In the weeks since my release from the hospital, I've heard some strange comments and seen some unusual behavior from those close to me. I understand. It's hard dealing with an injury like this, not only for the one injured, but for loved ones as well. Getting called vain, irritable, or someone you love telling you lies because they believe you might not understand a rational explanation is as much part of this injury as loss of balance, dizziness, fatigue, the list goes on and on. But through this entire experience I'm lucky enough to understand that my family and my wife are trying to protect me and are only looking out for my best interest. And I appreciate that.
What I don't appreciate is a supposed expert trying to manipulate me. That's what happened at a recent therapy session.
"So what are your hobbies?" She asked during my evaluation.
"I like to surf, write, play guitar, hang out with my wife," I said.
"Oh you write?"
"Well, you're off now."
"No, I'm actually back at work. I'm pretty..."
"No, you're off now."
I admit I'm a bit slower than I was before, that it takes a few seconds longer for me process information, but it was then that I started to realize that this "expert" was either telling me that I couldn't write about my experience in rehab or I shouldn't be letting others know of my weaknesses. Turns out she was doing both.
"Do you keep a journal?" She asked.
"Yeah, I have a journal. I also started a blog, just about this experience and how I'm dealing with it."
"Do not, do not release any information to the public. Write about it all you want but don't let anyone see it for at least two years, or you'll regret it. I promise you'll regret it later."
I couldn't believe what I was hearing. It took a few seconds to sink in before I responded.
"Well, I might regret it, but that's what I do. I'm a novelist, at least an aspiring novelist and writing about myself, my experience is what I do and what I'm going to do."

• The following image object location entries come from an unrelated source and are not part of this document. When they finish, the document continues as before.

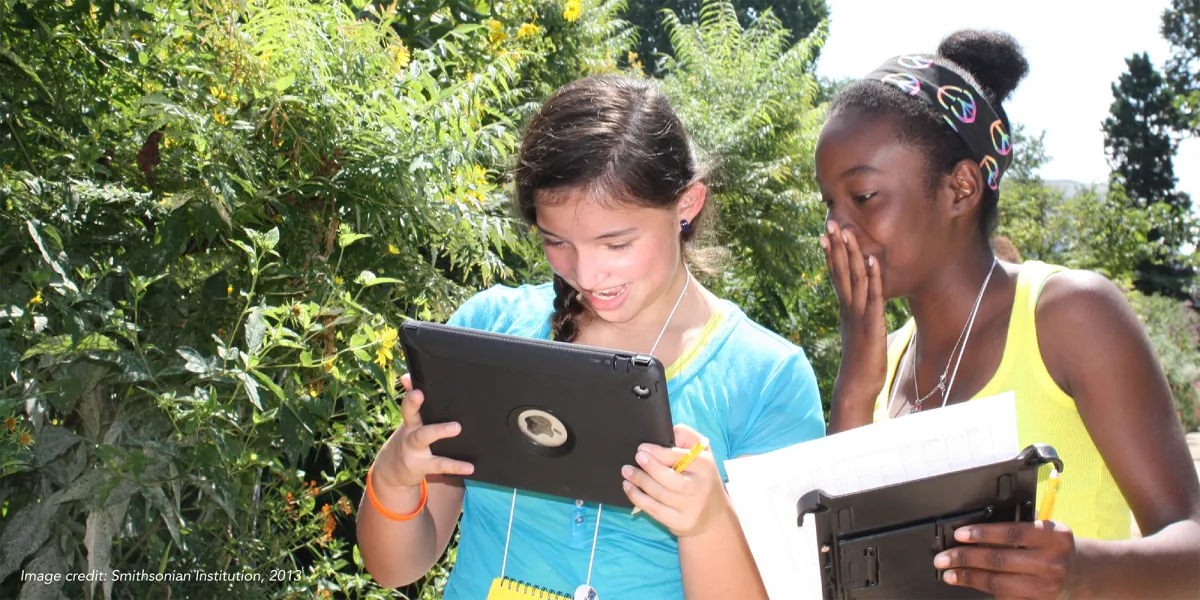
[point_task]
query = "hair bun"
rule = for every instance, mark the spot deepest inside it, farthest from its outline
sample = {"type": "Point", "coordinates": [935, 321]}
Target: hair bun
{"type": "Point", "coordinates": [994, 59]}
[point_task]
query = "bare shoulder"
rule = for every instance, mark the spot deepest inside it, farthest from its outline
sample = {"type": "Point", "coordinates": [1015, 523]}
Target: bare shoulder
{"type": "Point", "coordinates": [1085, 325]}
{"type": "Point", "coordinates": [1078, 299]}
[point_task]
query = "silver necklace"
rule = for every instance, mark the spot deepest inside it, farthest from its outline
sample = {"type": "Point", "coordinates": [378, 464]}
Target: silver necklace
{"type": "Point", "coordinates": [682, 292]}
{"type": "Point", "coordinates": [942, 384]}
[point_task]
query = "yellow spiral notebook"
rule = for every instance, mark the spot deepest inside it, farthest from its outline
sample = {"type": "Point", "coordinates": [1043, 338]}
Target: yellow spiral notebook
{"type": "Point", "coordinates": [504, 588]}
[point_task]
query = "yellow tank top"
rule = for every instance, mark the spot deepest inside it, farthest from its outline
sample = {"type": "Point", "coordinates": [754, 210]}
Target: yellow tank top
{"type": "Point", "coordinates": [1089, 499]}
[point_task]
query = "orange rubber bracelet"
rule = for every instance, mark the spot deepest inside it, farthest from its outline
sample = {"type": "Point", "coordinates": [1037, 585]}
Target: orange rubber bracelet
{"type": "Point", "coordinates": [394, 516]}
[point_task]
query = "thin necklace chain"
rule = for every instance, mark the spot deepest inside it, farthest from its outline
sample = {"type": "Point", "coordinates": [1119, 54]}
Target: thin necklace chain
{"type": "Point", "coordinates": [942, 384]}
{"type": "Point", "coordinates": [671, 316]}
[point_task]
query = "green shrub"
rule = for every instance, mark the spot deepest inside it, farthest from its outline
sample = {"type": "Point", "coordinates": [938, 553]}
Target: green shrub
{"type": "Point", "coordinates": [215, 216]}
{"type": "Point", "coordinates": [1174, 330]}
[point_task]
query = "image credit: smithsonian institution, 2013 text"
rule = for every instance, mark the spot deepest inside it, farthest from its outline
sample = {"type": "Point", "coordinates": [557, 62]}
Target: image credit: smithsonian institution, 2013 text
{"type": "Point", "coordinates": [195, 575]}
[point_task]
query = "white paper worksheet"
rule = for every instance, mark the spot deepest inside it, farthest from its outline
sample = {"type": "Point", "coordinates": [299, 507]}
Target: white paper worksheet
{"type": "Point", "coordinates": [766, 487]}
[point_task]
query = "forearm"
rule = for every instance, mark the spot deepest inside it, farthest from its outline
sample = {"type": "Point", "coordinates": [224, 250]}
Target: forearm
{"type": "Point", "coordinates": [717, 564]}
{"type": "Point", "coordinates": [400, 552]}
{"type": "Point", "coordinates": [1163, 565]}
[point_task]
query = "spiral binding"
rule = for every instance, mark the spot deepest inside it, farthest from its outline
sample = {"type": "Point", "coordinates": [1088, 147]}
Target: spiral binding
{"type": "Point", "coordinates": [531, 591]}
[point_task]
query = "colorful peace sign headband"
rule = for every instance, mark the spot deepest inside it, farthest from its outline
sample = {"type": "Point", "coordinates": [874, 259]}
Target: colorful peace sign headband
{"type": "Point", "coordinates": [961, 106]}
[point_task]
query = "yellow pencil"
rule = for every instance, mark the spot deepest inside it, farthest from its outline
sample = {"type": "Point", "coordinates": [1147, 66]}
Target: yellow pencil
{"type": "Point", "coordinates": [682, 463]}
{"type": "Point", "coordinates": [1051, 491]}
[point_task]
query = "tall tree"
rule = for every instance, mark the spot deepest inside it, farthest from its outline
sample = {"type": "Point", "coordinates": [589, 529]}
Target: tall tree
{"type": "Point", "coordinates": [1181, 28]}
{"type": "Point", "coordinates": [1141, 138]}
{"type": "Point", "coordinates": [799, 17]}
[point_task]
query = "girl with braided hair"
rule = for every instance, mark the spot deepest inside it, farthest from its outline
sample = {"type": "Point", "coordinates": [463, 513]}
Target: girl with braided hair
{"type": "Point", "coordinates": [607, 175]}
{"type": "Point", "coordinates": [910, 166]}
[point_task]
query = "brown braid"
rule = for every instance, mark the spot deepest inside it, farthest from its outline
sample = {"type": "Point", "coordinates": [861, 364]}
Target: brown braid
{"type": "Point", "coordinates": [613, 136]}
{"type": "Point", "coordinates": [568, 307]}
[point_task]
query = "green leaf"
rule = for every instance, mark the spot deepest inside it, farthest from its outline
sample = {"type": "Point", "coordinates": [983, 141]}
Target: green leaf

"Well don't do it. I'm telling you don't do it."
I was proud of myself, I didn't lose my temper, and I didn't start an argument. I ignored it and moved on to the next language test I was taking.

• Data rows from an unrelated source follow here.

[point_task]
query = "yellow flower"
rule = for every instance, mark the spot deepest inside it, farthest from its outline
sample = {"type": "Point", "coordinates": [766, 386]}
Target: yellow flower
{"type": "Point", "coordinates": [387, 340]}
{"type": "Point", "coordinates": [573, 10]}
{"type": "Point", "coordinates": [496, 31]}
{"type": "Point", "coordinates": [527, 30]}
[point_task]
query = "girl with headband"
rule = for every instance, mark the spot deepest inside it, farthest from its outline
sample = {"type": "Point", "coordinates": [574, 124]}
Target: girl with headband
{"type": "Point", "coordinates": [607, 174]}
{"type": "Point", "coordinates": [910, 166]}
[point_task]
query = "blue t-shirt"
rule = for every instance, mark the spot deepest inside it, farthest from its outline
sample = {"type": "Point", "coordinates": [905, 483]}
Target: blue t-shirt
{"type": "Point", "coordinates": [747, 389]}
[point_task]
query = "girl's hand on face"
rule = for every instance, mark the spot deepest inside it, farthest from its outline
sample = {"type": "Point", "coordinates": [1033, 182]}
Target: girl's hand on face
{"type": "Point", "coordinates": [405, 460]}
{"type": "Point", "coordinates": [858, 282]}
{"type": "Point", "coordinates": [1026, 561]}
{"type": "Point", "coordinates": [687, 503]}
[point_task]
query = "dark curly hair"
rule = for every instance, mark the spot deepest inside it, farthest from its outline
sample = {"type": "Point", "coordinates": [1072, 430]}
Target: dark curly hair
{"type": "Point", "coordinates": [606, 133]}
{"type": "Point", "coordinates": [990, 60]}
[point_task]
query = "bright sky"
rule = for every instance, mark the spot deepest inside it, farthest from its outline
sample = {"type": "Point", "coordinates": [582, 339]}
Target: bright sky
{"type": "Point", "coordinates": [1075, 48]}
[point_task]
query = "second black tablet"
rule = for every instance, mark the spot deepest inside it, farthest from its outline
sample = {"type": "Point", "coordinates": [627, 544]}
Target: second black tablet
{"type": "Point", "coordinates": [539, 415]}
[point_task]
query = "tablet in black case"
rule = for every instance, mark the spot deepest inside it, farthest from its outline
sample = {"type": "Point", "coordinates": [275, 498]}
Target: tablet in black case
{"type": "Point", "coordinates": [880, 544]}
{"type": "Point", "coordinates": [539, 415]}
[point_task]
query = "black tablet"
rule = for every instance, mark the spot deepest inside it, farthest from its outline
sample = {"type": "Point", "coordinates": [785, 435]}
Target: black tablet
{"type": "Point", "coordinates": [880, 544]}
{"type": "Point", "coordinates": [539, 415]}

There was no further discussion during the rest of my therapy session. I finished my evaluation and left.
Later that same day as I was on my way out of the lobby, that same "expert" was sitting by the door.
"Remember what I said..."
"Yeah, I'll remember," I responded. "But a writer needs freedom."

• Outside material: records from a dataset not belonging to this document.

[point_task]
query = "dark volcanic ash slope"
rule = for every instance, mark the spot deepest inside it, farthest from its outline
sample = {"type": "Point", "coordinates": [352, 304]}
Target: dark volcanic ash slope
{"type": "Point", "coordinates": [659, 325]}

I turned around and walked away.
I spent the rest of the day thinking about what had happened. It grew on me, like a grape vine grows on a lattice fence. I felt manipulated, I felt discredited. I felt like I was lumped into a large pool of brain injury victims who couldn't think for themselves and didn't understand what was happening. I felt like she didn't think I had the ability, the talent, to write about this. Most of all, I felt like my brain was damaged, that I couldn't trust myself. Granted, I only thought this for a few seconds before growing angry and beginning to think how wrong some people can be. How some people put their weaknesses and insecurities off on others. I became irate when I thought of a supposed expert trying to censor someone instead of focusing on their recovery and instead of accepting that person for who they are, not for what their condition has turned them into.
I find myself looking forward to my next therapy session. Another sign I am returning back to my ornery self.